Jairo lucha con dos rivales del Albacete.
Jairo lucha con dos rivales del Albacete.
Cádiz CF

La pizarra del Cádiz CF-Albacete

Una semana más, el once de Cervera da una lección de cómo vencer a un rival sin exponerse demasiado
Por  12:14 h.

Con la base bien puesta, basta

Nada como acostumbrarse a ganar sin salirse del guion. Las victorias, con la base bien puesta y la portería a buen recaudo, son cosa de coser y cantar. Los goles ya vienen solos. Bien sea por un derechazo de Machís o por un un invento del árbitro. El caso es estar ordenados, bien replegados y conjuntados, con equilibrio y llegar a puerta contraria de vez en cuando. Este Cádiz CF va tan en serio que ya gana con su mínima expresión y sin su estrella Machís.

Por eso apenas comienza a importar que Cervera le dé una vuelta de tuerca al once cada domingo. El vestuario sabe que hay dos jugadores por puesto y que absolutamente nadie es imprescindible en un equipo que se mueve igual esté quien esté sobre el tapete.

1.Tres cambios

Álvaro Cervera volvió a tocar su once inicial tras la victoria de la pasada semana en Tarragona, donde se ganó por pegada y saber estar, que no por un juego que aplastara al colista. El propio Cervera lo recriminó en la sala de prensa del estadio tarraconense y como se vio en el equipo que salió de inicio ya se barruntaban dichos cambios.

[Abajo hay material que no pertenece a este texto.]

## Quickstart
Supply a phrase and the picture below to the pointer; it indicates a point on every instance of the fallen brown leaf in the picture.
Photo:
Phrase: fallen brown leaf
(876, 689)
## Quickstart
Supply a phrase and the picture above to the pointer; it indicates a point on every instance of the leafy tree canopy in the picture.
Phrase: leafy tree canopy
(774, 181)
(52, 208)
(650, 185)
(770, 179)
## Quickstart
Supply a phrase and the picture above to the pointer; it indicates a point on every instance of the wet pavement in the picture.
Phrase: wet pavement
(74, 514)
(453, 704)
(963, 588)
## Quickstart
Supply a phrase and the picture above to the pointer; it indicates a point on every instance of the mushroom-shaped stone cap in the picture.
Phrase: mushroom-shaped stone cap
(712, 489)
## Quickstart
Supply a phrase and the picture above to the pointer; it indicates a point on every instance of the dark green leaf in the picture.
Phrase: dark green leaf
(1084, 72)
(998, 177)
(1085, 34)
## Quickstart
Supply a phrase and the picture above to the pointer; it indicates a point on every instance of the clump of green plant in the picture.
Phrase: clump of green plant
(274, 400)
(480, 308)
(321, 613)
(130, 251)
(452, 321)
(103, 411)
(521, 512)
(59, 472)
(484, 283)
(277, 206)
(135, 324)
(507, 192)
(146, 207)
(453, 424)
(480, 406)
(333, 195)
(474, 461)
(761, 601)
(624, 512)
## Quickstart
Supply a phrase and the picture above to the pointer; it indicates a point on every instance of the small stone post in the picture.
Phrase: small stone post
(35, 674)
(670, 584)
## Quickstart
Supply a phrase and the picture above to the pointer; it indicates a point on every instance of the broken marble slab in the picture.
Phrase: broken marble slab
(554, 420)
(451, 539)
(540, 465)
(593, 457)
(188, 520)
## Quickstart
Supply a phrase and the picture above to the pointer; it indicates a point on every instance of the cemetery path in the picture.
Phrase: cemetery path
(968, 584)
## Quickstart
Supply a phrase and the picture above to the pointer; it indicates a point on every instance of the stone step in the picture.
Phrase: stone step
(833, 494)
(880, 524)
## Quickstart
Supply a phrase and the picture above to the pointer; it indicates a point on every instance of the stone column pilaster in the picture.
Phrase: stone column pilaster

En total hizo tres. Edu Ramos, que en el Nou Estadi no pudo estar por acumulación de amonestaciones, volvía al centro del campo en detrimento de Álex Fernández. También regresó al once Manu Vallejo, que tras su gol ante el Nàstic se hizo con el puesto que dejaba el ‘tocado’ Machís. Y por último, Lekic salía de inicio por Querol. Curiosamente, o no tan curioso, los tres cambios que introdujo en el campo durante el encuentro Cervera fueron los damnificados del once en Tarragona. Y el equipo, con una sencilla variación táctica, siguió comportándose de la misma manera. Es lo que tiene un equipo de autor…

2. El Cádiz CF jugó con su presión

Puede decirse sin temor que el Cádiz CF jugó como quiso en todo momento. Más que como quiso, como lo trabajó y en los momentos en los que quería que el Albacete jugase como él se lo permitiese. Sabedor de que el once de Ramis es un equipo que lo pasa mal sin el balón, el primer cuarto de hora de cada tiempo fue el Cádiz CF el que fue a buscar al rival. Así, pudo apreciarse una presión muy adelantada y que forzaba continuamente los pelotazos de la defensa blanca que solían acabar en dominios de los centrocampistas o defensas amarillos. Así estuvo el Cádiz CF al comienzo de cada mitad pero consciente de que ese ritmo no es soportable todo el partido retrasó la línea de presión dejándole al Albacete jugar en otro escenario donde tampoco se siente nada mal el once de Cervera, que en todo momento supo lo que estaba haciendo y lo que le estaba dejando hacer a su contrario.

3. Del 4-2-3-1 al 4-4-2

El dibujo técnico del Cádiz CF nada más salir del túnel de vestuarios fue el que se adapta al 4-2-3-1 con Manu Vallejo jugando de enlace con Lekic, con el que se marcó un par de jugadas en la que dejaron claro que hacen una buena pareja con permiso de los Aketxe, Machís y compañía. Las bandas las dejó bien abiertas con Salvi y Jairo, extremos de que vez en cuando alternan sus posiciones con gran acierto al meter en problemas a las defensas contrarias. La sala de máquinas, con Edu Ramos y José Mari, permite la movilidad y flexibilidad que Manu Vallejo da al ataque puesto que el equilibrio está asegurado con dos sostenes como el roteño y malagueño.

El primer cambio, al comienzo de la segunda parte, de Cervera fue el de Salvi por David Querol, que de entrada se colocó en la punta del ataque junto a Lekic, algo más retrasado. Esto hizo que Manu Vallejo se situase en la banda derecha, clave en el desarrollo del partido porque fue desde ese carril desde donde partió para forzar la jugada del penalti tan protestado por el Albacete. A falta de diez minutos, Machís entró al partido por el canterano chiclanero y se colocó en la media punta echando a la derecha a Querol.